= Jin Guidi =

Chinese boxer

Jin Guidi (靳貴第 (靳贵第, Jìn Guìdì); 6 June 1915 – 1937), or Chin Kuai-Ti, was a Chinese soldier and boxer.

He competed for the Republic of China in the 1936 Summer Olympics. Jin Guidi encountered British middleweight boxing champion Richard Shrimpton. He became more and more courageous, making it difficult for Shrimpton to fight, and backed up frequently, winning the applause of his Chinese compatriots in the audience again and again. The frustrated British player became angry and violently knocked Jin Guidi to the ground with his left elbow. This was against the rules. Before Jin Guidi got up, he was hit again and fell again, bleeding in his mouth and nose, and his waist was injured. The British player's violations caused boos on the scene.
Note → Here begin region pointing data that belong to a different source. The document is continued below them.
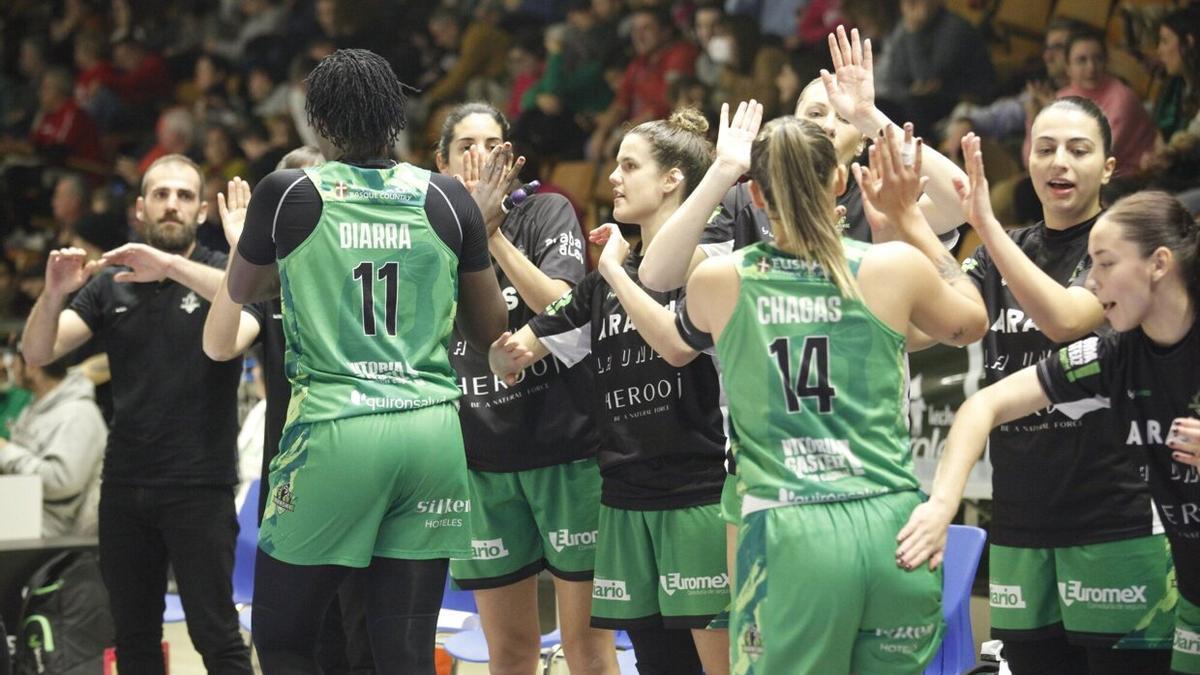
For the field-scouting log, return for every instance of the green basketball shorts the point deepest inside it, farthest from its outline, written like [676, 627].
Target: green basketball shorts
[385, 484]
[838, 602]
[1115, 593]
[526, 521]
[659, 568]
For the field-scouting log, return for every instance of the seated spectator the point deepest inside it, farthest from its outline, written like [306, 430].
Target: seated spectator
[1133, 132]
[703, 27]
[256, 18]
[774, 17]
[61, 129]
[1177, 108]
[526, 65]
[94, 81]
[747, 66]
[559, 107]
[142, 78]
[936, 59]
[480, 51]
[267, 95]
[222, 160]
[1005, 118]
[59, 436]
[261, 154]
[659, 58]
[69, 205]
[175, 132]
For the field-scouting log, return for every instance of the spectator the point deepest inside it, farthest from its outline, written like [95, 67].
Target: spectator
[526, 65]
[703, 27]
[175, 132]
[1177, 108]
[747, 66]
[258, 18]
[21, 102]
[268, 96]
[94, 81]
[774, 17]
[936, 59]
[61, 129]
[142, 78]
[642, 96]
[262, 155]
[1133, 132]
[59, 437]
[69, 205]
[1006, 118]
[480, 52]
[571, 90]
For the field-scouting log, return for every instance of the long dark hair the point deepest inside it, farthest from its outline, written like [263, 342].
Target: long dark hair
[355, 102]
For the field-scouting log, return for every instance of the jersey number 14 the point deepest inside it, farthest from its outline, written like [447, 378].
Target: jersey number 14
[389, 273]
[813, 380]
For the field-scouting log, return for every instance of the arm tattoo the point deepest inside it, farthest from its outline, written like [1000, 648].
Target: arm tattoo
[948, 268]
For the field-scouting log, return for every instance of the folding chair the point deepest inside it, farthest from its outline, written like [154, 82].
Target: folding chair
[964, 547]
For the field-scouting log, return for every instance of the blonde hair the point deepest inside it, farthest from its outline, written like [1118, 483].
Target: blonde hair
[792, 161]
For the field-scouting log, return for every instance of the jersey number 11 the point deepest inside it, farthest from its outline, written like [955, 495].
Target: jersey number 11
[389, 273]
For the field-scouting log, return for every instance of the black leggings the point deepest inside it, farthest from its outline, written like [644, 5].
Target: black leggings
[665, 651]
[403, 599]
[1055, 656]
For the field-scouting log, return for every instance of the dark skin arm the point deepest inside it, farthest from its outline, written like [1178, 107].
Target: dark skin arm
[483, 314]
[249, 282]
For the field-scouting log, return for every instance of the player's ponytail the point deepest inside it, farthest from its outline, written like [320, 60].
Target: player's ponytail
[793, 162]
[1156, 220]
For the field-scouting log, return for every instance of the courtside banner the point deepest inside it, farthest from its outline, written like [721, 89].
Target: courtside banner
[942, 377]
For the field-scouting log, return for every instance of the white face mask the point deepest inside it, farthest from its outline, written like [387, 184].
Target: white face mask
[720, 49]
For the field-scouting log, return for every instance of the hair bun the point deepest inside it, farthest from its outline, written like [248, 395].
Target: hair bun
[690, 120]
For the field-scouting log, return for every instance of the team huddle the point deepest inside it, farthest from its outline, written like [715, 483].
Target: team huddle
[705, 441]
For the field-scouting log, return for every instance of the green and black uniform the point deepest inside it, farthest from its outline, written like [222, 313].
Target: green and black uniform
[660, 560]
[816, 387]
[371, 460]
[1069, 505]
[1146, 387]
[531, 447]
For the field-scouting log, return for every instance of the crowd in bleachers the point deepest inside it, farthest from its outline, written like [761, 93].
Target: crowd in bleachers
[91, 91]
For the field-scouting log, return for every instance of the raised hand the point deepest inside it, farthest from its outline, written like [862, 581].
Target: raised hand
[508, 357]
[851, 87]
[145, 263]
[616, 249]
[67, 270]
[893, 183]
[233, 209]
[735, 138]
[1185, 441]
[493, 177]
[973, 196]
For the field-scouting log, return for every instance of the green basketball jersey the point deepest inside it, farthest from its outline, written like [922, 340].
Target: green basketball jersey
[815, 383]
[369, 299]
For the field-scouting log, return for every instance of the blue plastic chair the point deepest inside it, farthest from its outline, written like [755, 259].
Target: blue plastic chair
[245, 550]
[964, 548]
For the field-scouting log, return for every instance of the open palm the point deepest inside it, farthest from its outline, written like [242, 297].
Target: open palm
[851, 88]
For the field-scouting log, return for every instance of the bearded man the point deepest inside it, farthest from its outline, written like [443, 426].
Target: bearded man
[169, 471]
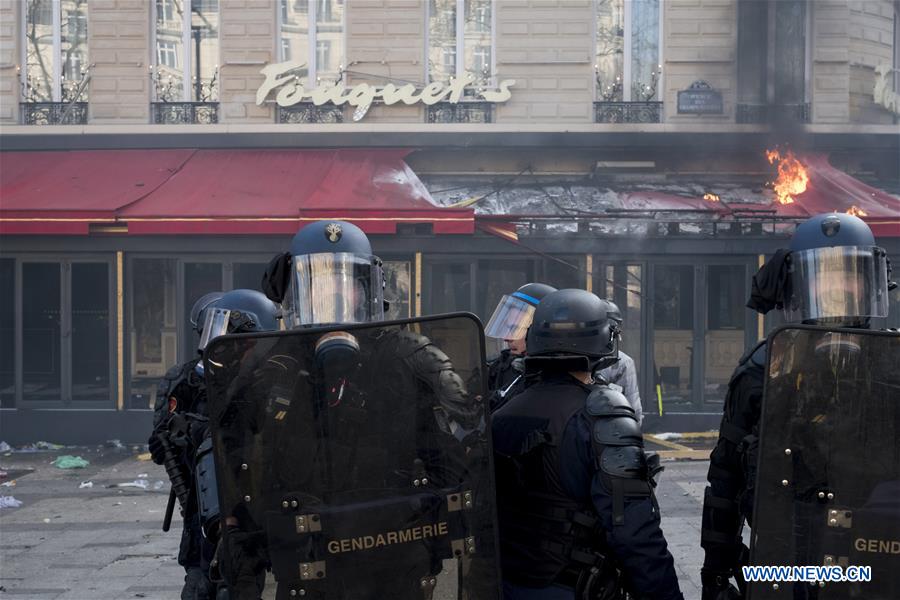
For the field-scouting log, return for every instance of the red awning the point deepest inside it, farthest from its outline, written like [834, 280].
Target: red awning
[215, 191]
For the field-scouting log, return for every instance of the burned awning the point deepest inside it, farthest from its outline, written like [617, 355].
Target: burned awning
[215, 192]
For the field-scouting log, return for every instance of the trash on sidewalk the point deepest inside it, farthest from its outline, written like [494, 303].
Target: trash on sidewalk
[137, 483]
[67, 461]
[9, 502]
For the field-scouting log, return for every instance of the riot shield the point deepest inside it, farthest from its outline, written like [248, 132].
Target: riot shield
[828, 485]
[355, 462]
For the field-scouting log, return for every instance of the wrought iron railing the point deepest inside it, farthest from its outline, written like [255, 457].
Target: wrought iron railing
[184, 113]
[307, 112]
[627, 112]
[766, 113]
[460, 112]
[54, 113]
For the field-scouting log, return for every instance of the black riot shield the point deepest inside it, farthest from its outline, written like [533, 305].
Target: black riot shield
[828, 485]
[355, 462]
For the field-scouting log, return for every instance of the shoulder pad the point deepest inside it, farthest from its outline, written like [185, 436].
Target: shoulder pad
[603, 401]
[624, 461]
[618, 431]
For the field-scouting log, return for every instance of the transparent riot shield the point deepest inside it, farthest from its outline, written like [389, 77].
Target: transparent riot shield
[355, 463]
[828, 485]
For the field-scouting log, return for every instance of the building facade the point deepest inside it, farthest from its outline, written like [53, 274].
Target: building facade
[616, 145]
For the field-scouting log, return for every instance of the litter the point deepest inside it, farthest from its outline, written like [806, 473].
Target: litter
[137, 483]
[67, 461]
[9, 502]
The French referee convicted Shrimpton for a serious foul, and Jin Guidi won! However, the British referee Green ignored this decision and counter-judged Shrimpton to win. The Irish prosecutor also gave false testimony and the audience uproared, and the audience refused to leave. Chen Hanxiang, coach of the Chinese boxing team, protested angrily but it did not help and Jin was eliminated in the first round of the middleweight class.

Jin was killed in a battle against the Japanese army in 1937 during the Second Sino-Japanese War.